First, I hope that over your time at Skidmore you have become more aware than perhaps you were at an earlier stage of life that we all are responsible for what we believe. We own our thoughts. We own the conclusions we draw from them and the judgments we make about one another and the world. This realization is one of the tenets of liberal education—that free persons are in charge of what they think. But this turns out to be a pretty heavy responsibility, and it’s one that many people work pretty hard to deny.
This realization is the foundation of intellectual integrity. Let me put this point more concretely. Each of us is responsible for seeking information, for knowing where that information comes from and what principles govern the way it is produced, and for deciding what claims to accept. For example, has your primary news source ever fired a reporter for having gotten the facts terribly wrong without acknowledging that error, or for having simply made up a story? Do you have the intellectual integrity to admit it when some cherished belief you have held runs up against a set of inconvenient contrary facts? I hope so.
Second, intellectual humility comes from the realization that we are not perfect knowers—that all of us, in fact, have been wrong on so many occasions. Another twentieth-century philosopher, Ludwig Wittgenstein, once wrote,
"One always forgets the expression, ‘I thought I knew’."
Mark Twain expressed this same point a bit more colorfully:
"It ain’t what you don’t know that gets you into trouble. It’s what you know for sure that just ain’t so."
Remembering those times when one was absolutely certain that some belief was true, an idea that later turned out to be false, can give one the intellectual humility to be more open to alternative beliefs—to what other people are thinking and saying. That humility helps us enter into what Michael Patrick Lynch called the “common space where we can listen to each other and trade reasons back and forth”—a space that is essential to a functioning democracy.
Lastly, intellectual courage. We began this ceremony with the words that Skidmore’s first president, Charles Henry Keyes, delivered to the graduating class of 1923:
"Education brings convictions, but unless it brings also the courage of those convictions it is but dangerous equipment."

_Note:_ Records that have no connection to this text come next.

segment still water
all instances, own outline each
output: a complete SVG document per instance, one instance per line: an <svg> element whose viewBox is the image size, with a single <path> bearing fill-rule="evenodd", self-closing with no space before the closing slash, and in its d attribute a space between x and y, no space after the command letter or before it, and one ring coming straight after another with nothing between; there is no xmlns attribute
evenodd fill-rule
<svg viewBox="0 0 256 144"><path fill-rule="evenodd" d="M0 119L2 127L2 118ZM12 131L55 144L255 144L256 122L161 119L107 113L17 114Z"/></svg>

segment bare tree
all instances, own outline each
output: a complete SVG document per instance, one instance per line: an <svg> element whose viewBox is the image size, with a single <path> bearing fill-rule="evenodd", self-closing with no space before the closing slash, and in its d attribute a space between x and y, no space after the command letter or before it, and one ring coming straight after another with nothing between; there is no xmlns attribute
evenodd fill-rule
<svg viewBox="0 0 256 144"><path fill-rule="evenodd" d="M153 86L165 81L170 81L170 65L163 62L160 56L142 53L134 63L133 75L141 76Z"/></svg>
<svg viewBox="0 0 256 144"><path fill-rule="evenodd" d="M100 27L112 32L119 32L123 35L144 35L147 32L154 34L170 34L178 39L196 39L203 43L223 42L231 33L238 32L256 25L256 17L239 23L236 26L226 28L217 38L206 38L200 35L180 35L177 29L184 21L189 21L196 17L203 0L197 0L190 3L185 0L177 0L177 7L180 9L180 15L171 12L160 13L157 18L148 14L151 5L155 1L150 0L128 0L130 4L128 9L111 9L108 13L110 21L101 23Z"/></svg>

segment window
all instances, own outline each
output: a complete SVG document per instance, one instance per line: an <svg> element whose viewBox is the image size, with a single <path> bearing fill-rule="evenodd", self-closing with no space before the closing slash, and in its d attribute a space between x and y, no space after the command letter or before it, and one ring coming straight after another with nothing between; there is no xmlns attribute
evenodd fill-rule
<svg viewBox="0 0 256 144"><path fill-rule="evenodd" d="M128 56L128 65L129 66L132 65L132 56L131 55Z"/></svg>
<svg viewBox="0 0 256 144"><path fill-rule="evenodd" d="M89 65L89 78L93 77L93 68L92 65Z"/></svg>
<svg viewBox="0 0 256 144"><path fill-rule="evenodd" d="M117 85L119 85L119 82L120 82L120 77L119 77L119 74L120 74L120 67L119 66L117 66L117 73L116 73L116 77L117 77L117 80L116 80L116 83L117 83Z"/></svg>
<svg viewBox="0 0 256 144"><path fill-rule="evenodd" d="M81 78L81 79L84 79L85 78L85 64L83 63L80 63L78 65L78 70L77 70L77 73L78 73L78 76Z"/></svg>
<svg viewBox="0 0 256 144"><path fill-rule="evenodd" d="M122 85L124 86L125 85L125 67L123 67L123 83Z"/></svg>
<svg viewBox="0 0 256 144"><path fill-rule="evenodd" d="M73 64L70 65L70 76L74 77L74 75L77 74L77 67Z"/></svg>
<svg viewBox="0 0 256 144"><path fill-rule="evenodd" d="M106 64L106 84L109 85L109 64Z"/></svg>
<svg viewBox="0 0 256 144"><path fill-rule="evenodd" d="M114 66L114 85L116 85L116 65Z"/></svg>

His point is that, after you have considered the thoughts of others, after you have acknowledged that you have been wrong before, you still need to decide what you do, in fact, believe—and you need to own that decision. Having done so, you need to have the courage to let others know what you believe—even if what you are thinking turns out to be unpopular—and, even more importantly, you need to act on your beliefs. When we say "Creative Thought Matters," we mean, in part, that unless you make your creative thought material—unless you put it into practice in the world—it remains just an idea in your head. And to put our ideas into practice often does require courage.
So those are my three wishes for you, as you head off into your post-Skidmore lives: that you “embrace intellectual integrity, humility, and courage.” If you can carry with you those three gifts from your Skidmore education, you will be well-equipped to chart your course through our faithless world, not just to survive but to leave your mark on it and help to make it a better place for everyone.
We gather here in joy while people in other parts of the country are gathering in sorrow because of another school shooting. We just have to acknowledge that we need, collectively as a country, to work so that we never accept that as a normal situation. That is part of the world that you, graduating seniors, need to help us change. I hope you will do that.
Thank you for the work you have done during your time here and for your kind attention today.